# Thread: Differentiating with roots and powers.

1. ## Differentiating with roots and powers.

Hi all,

I have started reading Calculus Made Easy by Silvanus P.Thompson and am having a little difficulty early in.

The problem is

$y=\sqrt[q]{x^{3}}$

and I have $\frac{dy}{dx}=\frac{3}{q}x^{\frac{3}{q}-1}$

but the solution is $\frac{3}{q}x^{\frac{3-q}{q}}$

My workings are

$y=\sqrt[q]{x^{3}}=x^{\frac{3}{q}}, \frac{dy}{dx}=\frac{3}{q}x^{\frac{3}{q}-1}$

I thought that during the differentiation the index is reduced by 1?

Any help would be great,

thanks.

2. ## Re: Differentiating with roots and powers.
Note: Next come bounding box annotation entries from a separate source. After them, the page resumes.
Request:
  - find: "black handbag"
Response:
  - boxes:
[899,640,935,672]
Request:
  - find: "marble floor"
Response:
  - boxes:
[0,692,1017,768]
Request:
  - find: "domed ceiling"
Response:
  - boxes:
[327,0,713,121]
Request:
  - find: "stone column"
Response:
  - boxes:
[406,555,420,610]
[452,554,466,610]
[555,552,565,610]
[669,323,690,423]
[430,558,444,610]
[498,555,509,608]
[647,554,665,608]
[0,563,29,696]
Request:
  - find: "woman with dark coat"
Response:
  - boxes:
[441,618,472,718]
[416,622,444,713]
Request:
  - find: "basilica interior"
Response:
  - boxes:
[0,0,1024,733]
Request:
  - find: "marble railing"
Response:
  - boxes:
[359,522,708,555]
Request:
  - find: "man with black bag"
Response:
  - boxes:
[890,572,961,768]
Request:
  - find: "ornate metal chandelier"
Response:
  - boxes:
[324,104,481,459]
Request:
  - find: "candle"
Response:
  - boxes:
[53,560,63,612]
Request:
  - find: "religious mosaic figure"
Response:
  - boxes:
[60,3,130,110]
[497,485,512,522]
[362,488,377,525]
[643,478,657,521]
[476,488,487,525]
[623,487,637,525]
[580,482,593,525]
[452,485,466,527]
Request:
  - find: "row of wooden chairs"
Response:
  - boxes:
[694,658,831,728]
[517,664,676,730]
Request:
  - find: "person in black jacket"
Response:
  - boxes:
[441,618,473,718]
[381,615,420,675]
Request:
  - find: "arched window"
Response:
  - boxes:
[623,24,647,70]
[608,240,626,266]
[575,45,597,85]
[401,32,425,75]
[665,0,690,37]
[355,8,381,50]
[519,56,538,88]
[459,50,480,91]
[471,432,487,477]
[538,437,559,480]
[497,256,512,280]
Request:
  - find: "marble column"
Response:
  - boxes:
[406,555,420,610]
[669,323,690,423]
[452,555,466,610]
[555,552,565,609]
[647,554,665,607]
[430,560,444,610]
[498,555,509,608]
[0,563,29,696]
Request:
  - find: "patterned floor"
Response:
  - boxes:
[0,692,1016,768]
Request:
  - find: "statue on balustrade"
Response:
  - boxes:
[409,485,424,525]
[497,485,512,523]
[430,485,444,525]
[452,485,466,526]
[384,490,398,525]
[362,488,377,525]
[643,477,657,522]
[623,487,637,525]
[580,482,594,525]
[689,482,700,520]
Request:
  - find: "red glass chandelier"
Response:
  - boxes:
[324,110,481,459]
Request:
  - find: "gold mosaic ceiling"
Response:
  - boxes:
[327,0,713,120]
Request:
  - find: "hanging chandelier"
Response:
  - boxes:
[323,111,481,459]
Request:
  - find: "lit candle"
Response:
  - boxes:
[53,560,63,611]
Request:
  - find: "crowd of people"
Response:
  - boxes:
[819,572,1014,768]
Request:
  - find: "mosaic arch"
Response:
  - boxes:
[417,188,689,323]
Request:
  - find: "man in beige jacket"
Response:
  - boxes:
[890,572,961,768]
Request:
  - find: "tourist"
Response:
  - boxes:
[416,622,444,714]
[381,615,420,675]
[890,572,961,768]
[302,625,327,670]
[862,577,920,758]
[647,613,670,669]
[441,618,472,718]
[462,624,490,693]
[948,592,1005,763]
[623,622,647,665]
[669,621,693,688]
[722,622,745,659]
Originally Posted by Srengam
Hi all,

I have started reading Calculus Made Easy by Silvanus P.Thompson and am having a little difficulty early in.

The problem is

$y=\sqrt[q]{x^{3}}$

and I have $\frac{dy}{dx}=\frac{3}{q}x^{\frac{3}{q}-1}$

but the solution is $\frac{3}{q}x^{\frac{3-q}{q}}$

My workings are

$y=\sqrt[q]{x^{3}}=x^{\frac{3}{q}}, \frac{dy}{dx}=\frac{3}{q}x^{\frac{3}{q}-1}$

I thought that during the differentiation the index is reduced by 1?

Any help would be great,

thanks.
The two answers are the same (and correct). The book have wrote 1 as q/q.

$\dfrac{3}{q} -1 = \dfrac{3}{q} - \dfrac{q}{q} = \dfrac{3-q}{q}$

3. ## Re: Differentiating with roots and powers.

Many thanks, that helps a lot.